Sudoku
“Chiça, penico, chapéu de coco!!” Esta é das expressões da minha infância que recordo com mais ódio. Para quem desconhece, significa, grosso modo, o mesmo que “Foda-se!”, mas dá um ar cândido à coisa. Citei-a para demonstrar o meu estado de espírito. Como toda a gente já percebeu, hoje sinto-me trôpego. E pergunta o leitor: “O que é sentir-se trôpego?”. Bom, é mais ou menos quando um leopardo se sente um cágado ou quando o Super-homem se sente o Christopher Reeves. Perdão, sentia. E por que razão me sinto assim? Basicamente porque sim! Mas também porque, há uns meses, demoliram as torres de Tróia em directo e na altura eu pensei: “Hoje sinto-me finalmente um homem!”. Volvidos uns tempos, voltei a sentir-me assim ao saber que Elton John e o seu namorado (perdão, noivo) tinham casado. Gostava muito era de saber qual dos dois tinha feito o outro esperar no altar.

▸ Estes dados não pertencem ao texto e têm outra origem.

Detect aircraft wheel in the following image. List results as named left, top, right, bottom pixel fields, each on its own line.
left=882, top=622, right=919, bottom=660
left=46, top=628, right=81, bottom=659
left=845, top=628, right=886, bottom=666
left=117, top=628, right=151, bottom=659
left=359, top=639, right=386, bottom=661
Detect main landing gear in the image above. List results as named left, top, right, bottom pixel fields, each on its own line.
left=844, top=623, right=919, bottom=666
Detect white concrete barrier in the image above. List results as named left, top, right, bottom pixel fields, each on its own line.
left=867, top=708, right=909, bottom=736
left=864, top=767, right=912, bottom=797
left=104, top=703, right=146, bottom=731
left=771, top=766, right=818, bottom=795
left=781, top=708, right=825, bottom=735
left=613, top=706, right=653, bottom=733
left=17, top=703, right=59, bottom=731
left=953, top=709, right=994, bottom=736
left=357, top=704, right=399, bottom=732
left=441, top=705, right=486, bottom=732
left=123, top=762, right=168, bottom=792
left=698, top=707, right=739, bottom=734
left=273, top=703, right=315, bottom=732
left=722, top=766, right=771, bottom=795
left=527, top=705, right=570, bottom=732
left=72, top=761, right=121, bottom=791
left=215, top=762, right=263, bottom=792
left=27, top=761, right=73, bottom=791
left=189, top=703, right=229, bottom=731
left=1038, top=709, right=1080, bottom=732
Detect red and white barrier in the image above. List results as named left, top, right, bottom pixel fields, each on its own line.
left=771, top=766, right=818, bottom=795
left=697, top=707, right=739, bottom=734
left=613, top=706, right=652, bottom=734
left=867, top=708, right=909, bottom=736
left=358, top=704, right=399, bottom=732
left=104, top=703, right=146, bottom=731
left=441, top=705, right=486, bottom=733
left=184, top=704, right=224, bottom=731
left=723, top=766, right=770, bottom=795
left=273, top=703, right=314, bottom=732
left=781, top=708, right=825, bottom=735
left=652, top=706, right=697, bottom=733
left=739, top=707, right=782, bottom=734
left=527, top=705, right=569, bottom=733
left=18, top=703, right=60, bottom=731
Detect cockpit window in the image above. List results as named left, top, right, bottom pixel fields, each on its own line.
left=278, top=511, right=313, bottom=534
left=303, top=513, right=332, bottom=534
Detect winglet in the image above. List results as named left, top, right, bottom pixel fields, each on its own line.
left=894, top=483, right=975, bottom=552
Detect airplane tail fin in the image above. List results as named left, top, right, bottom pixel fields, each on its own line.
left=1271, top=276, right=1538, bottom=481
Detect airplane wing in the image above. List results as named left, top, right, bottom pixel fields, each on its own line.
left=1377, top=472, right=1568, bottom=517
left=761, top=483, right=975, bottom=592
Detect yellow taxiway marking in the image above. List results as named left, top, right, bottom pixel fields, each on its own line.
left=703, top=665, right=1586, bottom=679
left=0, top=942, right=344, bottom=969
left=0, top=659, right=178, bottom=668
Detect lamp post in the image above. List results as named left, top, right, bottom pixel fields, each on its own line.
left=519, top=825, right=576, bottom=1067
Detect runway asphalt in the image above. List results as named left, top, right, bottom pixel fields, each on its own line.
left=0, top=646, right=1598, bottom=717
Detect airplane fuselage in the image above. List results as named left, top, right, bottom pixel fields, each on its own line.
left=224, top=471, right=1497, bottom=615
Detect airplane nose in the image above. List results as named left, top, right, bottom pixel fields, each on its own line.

Bom, mas ainda não expliquei por que razão me sinto hoje um nadinha trôpego. Sinto-me assim porque ainda não almocei e estou fraquinho. Neste momento, o leitor está com uma das sobrancelhas, talvez a esquerda, franzida, pensando: “Hmm… Mais um diminutivo maricas desses e não sei não”. Queria deixar claro que usei os diminutivos de uma forma puramente artística, para realçar o meu debilitado estado físico. Como tal, nada há de abichanado neste pedacinho de texto…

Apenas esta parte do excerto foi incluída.